United Way’s focus on health includes our connection to one another as well as our physical and mental health.
Access, prevention, and utilization of quality health care services are significant challenges for individuals, families, and communities as a whole. But a community’s health is not defined by good physical and mental health alone. The health of a community increases as connections between individuals, families, and neighborhoods grow and deepen. People live longer, healthier lives when they are connected with each other. And neighborhoods, cities, and towns change for the better when people are informed, connected, and concerned with the affairs of their community.
Civic Engagement Goal
- Increase civic participation, access and empowerment across the life spectrum for people in the region, especially those who face barriers to engagement.
Results
United Way’s work in Civic Engagement seeks to help people connect to others through volunteering and by getting involved in the civic life of their community. United Way sponsors Days of Caring, an annual week long event that matches thousands of volunteers from throughout the region to local programs and people who need their help. We also promote community dialogue on important issues, like early care and education or economic opportunities in the region, and help to provide nonprofit agencies training and support to build engagement strategies. United Way provides financial support to organizations that are working to engage residents in the life of the community, such as community revitalization efforts in New Haven, community gardens that promote green space and connect neighbors, opportunities for older adults to reduce social isolation and increase feelings of self-worth through leadership development and volunteering, and community organizing and training for New Haven youth.
Result: More people are actively engaged in the community.

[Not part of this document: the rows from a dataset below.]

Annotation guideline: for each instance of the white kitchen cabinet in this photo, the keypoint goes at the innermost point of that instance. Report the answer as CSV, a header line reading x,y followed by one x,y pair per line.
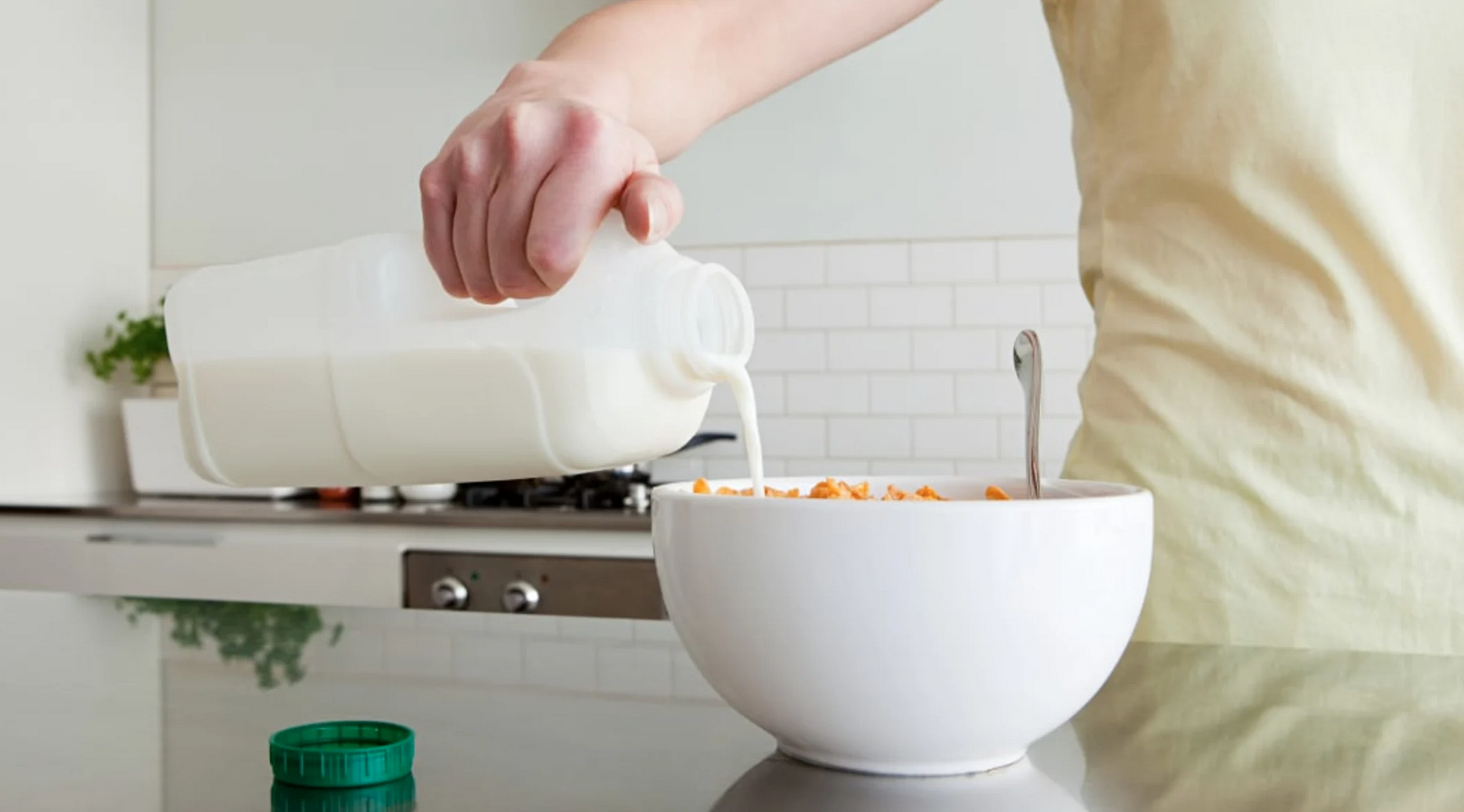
x,y
269,562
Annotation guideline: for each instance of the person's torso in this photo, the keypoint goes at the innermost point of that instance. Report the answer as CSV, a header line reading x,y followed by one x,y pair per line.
x,y
1272,238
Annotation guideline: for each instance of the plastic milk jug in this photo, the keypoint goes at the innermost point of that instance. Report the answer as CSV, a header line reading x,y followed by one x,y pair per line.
x,y
350,366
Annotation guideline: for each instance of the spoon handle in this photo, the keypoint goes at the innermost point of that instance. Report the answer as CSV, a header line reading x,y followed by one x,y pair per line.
x,y
1028,360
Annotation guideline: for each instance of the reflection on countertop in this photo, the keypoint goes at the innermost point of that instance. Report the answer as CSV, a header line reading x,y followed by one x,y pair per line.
x,y
306,511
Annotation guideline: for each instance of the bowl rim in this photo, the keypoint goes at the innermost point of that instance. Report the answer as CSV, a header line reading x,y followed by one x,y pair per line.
x,y
1106,492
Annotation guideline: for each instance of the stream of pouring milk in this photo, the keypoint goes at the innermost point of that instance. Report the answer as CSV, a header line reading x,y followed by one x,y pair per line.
x,y
740,383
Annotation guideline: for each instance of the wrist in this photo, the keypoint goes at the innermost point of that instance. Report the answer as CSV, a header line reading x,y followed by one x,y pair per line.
x,y
595,85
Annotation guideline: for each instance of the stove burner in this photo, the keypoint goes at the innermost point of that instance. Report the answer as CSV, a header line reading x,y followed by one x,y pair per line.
x,y
602,491
618,489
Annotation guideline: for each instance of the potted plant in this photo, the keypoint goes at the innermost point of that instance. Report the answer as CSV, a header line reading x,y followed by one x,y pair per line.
x,y
155,454
140,344
269,637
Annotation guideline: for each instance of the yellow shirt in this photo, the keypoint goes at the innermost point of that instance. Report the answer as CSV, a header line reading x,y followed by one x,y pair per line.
x,y
1272,240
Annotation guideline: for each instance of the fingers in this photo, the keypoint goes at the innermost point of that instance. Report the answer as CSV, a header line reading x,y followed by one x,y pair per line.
x,y
652,207
438,201
573,201
510,221
509,210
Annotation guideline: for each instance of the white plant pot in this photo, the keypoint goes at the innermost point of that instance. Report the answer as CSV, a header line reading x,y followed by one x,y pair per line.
x,y
155,455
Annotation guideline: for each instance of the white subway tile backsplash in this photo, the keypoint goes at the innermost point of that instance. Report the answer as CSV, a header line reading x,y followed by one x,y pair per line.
x,y
990,469
826,308
869,263
912,394
783,265
794,436
869,350
999,305
912,306
788,352
914,467
992,392
677,470
767,308
769,394
487,659
971,261
962,438
767,391
870,438
828,469
1012,438
1063,349
828,394
560,665
1060,394
730,258
451,620
637,670
359,651
523,625
955,349
657,631
1037,261
738,470
1056,436
1066,305
419,653
596,628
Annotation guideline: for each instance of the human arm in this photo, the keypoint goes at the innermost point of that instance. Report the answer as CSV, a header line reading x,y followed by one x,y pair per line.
x,y
523,183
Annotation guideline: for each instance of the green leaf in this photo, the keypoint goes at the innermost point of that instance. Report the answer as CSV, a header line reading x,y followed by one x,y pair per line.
x,y
140,344
271,637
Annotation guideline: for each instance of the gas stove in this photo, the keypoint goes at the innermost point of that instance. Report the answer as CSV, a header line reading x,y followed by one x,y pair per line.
x,y
617,489
535,584
624,489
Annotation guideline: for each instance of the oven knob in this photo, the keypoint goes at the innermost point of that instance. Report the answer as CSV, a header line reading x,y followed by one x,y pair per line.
x,y
450,593
520,596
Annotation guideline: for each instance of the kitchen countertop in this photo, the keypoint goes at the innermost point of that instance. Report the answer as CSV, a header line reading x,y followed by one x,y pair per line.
x,y
299,511
1185,729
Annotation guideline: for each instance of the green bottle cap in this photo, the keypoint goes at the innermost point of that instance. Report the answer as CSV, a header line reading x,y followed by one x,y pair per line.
x,y
392,796
341,754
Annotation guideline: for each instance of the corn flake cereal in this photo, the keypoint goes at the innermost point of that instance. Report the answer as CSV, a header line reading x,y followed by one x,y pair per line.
x,y
839,489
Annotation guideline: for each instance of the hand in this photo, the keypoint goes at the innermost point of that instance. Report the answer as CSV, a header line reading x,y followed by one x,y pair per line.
x,y
512,199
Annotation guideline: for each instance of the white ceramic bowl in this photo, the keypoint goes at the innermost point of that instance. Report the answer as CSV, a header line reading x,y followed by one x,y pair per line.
x,y
911,638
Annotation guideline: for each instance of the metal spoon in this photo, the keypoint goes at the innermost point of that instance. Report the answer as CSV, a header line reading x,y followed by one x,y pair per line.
x,y
1026,358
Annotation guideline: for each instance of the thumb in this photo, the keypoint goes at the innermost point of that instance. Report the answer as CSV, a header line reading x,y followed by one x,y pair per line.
x,y
652,207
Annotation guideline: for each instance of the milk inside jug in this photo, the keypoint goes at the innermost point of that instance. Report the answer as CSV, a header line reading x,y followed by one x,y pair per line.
x,y
350,366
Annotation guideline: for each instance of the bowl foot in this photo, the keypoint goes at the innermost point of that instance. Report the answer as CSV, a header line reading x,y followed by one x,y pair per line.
x,y
924,770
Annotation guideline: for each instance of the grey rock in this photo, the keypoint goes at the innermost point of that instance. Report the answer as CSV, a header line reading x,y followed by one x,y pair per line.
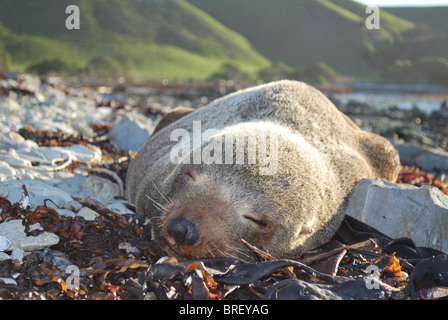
x,y
425,158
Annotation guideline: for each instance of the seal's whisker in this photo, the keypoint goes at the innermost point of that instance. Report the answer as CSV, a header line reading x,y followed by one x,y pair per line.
x,y
224,253
169,201
159,206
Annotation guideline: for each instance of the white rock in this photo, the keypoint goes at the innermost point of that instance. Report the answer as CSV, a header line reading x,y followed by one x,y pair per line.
x,y
8,280
131,132
4,256
101,187
400,210
425,158
7,172
5,243
15,232
18,254
87,213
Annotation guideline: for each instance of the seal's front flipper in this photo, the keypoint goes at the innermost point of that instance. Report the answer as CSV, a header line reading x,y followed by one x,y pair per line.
x,y
171,117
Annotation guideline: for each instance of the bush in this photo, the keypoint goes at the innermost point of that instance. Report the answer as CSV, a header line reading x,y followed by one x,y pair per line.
x,y
429,70
103,67
230,71
50,66
5,60
319,72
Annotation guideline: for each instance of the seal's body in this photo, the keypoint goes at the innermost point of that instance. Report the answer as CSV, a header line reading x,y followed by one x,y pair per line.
x,y
270,164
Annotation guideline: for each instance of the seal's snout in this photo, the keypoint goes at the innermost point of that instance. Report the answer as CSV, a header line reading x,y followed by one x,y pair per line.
x,y
183,231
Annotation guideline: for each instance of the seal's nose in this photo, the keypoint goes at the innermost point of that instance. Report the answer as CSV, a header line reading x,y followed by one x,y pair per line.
x,y
183,231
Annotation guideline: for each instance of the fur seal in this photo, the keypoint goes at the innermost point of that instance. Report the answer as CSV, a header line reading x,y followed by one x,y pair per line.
x,y
206,187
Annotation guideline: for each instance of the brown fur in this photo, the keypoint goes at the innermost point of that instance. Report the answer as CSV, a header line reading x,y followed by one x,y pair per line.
x,y
321,156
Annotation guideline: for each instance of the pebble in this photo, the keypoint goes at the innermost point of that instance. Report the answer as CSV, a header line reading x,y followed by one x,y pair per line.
x,y
15,232
39,169
131,132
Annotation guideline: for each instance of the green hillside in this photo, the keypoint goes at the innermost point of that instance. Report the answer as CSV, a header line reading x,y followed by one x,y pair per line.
x,y
143,38
301,33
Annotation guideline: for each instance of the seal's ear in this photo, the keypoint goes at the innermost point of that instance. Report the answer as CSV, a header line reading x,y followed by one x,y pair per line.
x,y
171,117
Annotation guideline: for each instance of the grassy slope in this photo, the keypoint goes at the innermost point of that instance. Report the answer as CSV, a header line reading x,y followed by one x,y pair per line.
x,y
302,33
430,38
156,38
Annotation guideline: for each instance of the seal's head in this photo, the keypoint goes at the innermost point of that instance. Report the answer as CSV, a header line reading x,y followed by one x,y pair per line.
x,y
223,188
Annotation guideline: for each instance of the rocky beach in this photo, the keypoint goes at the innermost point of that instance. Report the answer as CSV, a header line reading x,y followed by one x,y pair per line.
x,y
64,151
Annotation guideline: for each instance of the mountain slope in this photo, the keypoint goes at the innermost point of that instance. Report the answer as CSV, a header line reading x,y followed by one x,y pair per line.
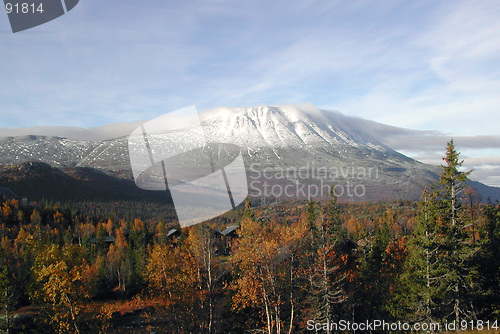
x,y
285,147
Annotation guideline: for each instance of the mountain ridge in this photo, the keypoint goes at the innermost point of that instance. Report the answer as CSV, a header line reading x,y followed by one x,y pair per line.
x,y
271,138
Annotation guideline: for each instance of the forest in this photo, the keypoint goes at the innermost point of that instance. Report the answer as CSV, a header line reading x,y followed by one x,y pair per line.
x,y
70,270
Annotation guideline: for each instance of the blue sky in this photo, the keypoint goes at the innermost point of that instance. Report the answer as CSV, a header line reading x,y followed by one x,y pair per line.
x,y
426,65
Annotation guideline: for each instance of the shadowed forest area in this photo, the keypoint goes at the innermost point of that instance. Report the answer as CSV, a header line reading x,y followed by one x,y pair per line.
x,y
64,270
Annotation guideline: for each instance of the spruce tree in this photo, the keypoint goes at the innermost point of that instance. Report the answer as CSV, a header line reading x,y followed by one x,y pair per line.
x,y
440,268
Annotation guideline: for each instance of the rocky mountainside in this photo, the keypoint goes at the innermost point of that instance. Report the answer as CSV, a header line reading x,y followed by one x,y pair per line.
x,y
289,151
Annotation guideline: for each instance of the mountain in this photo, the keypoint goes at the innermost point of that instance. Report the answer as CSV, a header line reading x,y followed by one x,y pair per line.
x,y
289,151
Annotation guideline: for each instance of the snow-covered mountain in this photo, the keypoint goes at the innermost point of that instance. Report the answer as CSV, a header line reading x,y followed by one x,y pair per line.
x,y
285,147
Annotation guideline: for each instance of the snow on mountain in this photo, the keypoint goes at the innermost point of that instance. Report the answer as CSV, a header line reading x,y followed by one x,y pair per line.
x,y
288,138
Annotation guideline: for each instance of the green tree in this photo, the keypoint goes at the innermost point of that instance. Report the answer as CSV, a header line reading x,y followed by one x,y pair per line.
x,y
488,260
440,268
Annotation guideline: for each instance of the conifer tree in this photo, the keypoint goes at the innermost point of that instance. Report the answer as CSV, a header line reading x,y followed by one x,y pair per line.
x,y
440,266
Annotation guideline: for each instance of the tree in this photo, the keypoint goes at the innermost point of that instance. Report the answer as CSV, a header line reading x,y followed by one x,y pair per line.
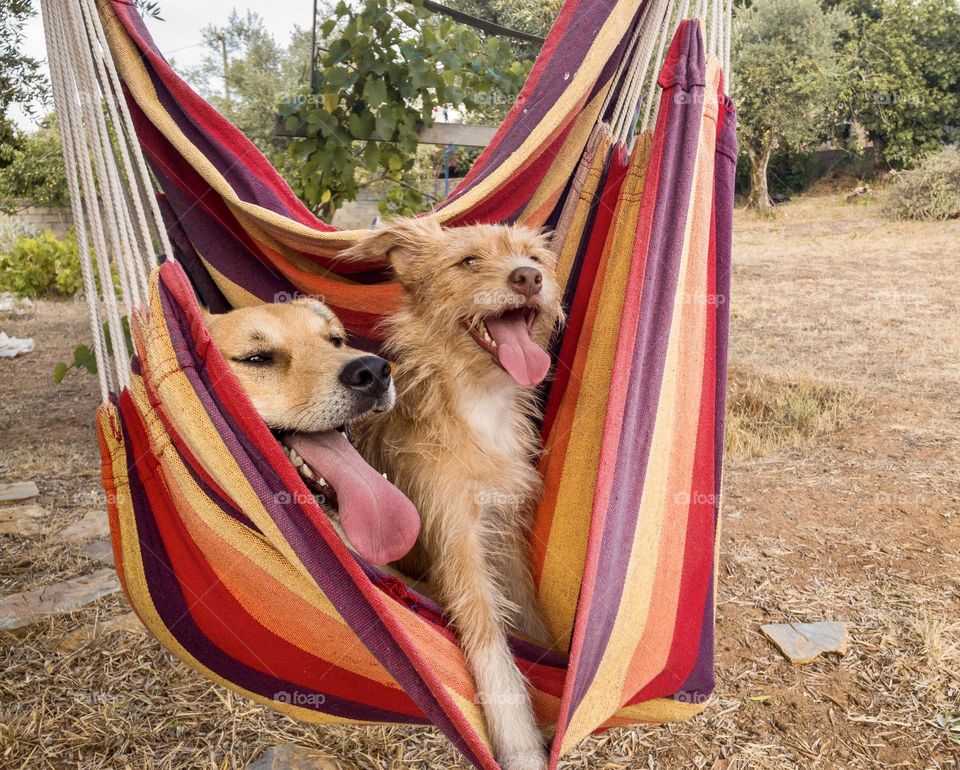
x,y
245,74
385,68
35,170
904,81
21,81
786,79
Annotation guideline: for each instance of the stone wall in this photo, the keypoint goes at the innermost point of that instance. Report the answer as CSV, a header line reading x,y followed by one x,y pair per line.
x,y
59,220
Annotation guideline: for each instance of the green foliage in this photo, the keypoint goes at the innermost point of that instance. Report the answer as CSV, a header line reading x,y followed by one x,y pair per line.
x,y
12,229
245,74
21,81
85,360
386,67
931,191
786,78
903,80
35,170
42,266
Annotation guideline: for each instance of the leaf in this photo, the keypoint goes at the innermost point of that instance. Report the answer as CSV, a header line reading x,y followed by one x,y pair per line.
x,y
361,125
375,92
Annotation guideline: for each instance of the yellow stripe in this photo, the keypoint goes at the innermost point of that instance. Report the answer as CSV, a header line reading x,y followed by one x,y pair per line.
x,y
136,581
605,694
566,549
582,80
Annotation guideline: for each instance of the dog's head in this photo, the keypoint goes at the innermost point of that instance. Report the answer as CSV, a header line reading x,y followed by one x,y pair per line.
x,y
487,291
293,362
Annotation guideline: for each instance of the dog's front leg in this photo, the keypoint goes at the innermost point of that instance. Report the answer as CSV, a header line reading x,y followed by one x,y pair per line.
x,y
513,567
472,596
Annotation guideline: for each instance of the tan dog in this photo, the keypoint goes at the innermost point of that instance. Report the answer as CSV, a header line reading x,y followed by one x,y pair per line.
x,y
480,305
308,385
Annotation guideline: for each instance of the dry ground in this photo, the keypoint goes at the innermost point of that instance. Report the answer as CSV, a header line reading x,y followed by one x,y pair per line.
x,y
842,503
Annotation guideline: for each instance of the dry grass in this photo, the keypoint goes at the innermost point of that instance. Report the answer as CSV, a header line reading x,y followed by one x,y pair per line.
x,y
765,413
842,502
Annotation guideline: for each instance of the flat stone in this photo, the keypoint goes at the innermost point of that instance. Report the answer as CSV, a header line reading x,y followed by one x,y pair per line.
x,y
18,491
28,607
289,756
803,642
100,551
94,524
22,519
127,622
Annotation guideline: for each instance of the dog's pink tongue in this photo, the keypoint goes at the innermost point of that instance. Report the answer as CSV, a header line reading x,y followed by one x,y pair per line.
x,y
523,358
377,518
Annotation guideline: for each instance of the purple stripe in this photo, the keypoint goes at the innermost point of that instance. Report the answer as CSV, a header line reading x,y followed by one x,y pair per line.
x,y
296,527
170,604
681,137
569,55
701,681
230,164
215,242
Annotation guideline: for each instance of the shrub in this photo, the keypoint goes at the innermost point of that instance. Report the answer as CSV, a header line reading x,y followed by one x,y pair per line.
x,y
11,229
931,191
41,266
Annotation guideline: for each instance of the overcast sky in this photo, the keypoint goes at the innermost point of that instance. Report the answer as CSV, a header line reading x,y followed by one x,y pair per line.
x,y
179,35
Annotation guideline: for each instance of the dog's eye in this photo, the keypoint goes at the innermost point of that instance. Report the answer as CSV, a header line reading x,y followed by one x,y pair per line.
x,y
256,359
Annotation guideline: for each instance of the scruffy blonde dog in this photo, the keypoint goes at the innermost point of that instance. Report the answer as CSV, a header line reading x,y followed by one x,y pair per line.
x,y
468,348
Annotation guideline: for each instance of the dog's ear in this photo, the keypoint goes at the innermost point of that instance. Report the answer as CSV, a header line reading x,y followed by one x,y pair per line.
x,y
400,242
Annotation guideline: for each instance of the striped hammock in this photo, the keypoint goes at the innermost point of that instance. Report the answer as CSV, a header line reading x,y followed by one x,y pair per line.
x,y
224,554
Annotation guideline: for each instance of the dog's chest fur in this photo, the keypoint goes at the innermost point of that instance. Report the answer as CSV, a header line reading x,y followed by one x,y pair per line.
x,y
491,413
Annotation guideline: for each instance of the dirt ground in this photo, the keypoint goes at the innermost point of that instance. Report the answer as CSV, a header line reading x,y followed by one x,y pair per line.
x,y
858,521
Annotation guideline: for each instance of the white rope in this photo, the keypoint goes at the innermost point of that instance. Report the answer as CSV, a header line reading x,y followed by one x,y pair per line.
x,y
65,107
84,124
652,106
141,181
107,178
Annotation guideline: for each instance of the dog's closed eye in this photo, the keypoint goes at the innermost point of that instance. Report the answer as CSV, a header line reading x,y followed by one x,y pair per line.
x,y
259,358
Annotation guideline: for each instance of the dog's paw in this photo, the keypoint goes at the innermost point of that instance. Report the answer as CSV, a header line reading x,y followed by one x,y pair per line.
x,y
535,759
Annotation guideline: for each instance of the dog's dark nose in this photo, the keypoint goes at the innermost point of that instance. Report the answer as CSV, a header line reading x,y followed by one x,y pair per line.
x,y
369,375
526,281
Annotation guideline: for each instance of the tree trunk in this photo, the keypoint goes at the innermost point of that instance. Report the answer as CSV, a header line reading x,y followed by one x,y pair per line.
x,y
759,197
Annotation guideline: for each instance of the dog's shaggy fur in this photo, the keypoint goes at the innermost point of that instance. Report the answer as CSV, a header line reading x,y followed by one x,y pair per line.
x,y
462,441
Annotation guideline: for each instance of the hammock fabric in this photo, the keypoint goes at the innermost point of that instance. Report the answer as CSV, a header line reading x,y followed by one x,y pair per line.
x,y
227,558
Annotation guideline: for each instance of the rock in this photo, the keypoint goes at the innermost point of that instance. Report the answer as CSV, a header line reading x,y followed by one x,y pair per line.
x,y
802,642
127,622
28,607
18,491
94,524
289,756
22,519
100,551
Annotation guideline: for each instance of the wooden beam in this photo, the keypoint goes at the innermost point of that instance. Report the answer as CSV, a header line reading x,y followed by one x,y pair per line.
x,y
463,134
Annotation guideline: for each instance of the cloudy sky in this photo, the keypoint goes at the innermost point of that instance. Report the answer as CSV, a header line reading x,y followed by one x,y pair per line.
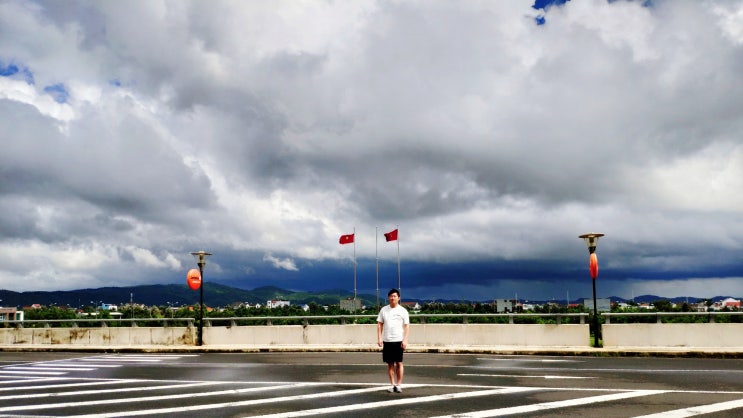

- Older adult volunteers supported building children’s literacy and decreasing social isolation: tutors provided 5,219 hours of service to 347 students in Hamden elementary schools; older adults worked with 75 youth in Orange.
- 440 residents attended 46 civic engagement events (including dialogues, deliberative forums or storytelling events).
- 43 residents were trained as volunteer facilitators to be deployed at community dialogues and deliberations.
- 1,500 volunteers were mobilized for Days of Caring 2007 and 3,200 engaged in Days of Caring 2008, equivalent to over $200,000 in volunteer hours generated for Greater New Haven.
- 742 residents contributed 8,840 volunteer hours (equivalent to $211,276) toward greening their neighborhoods.
- 20 youth in New Haven have developed 33 new media products raising awareness on community issues affecting their lives and have held educational sessions involving an additional 145 youth.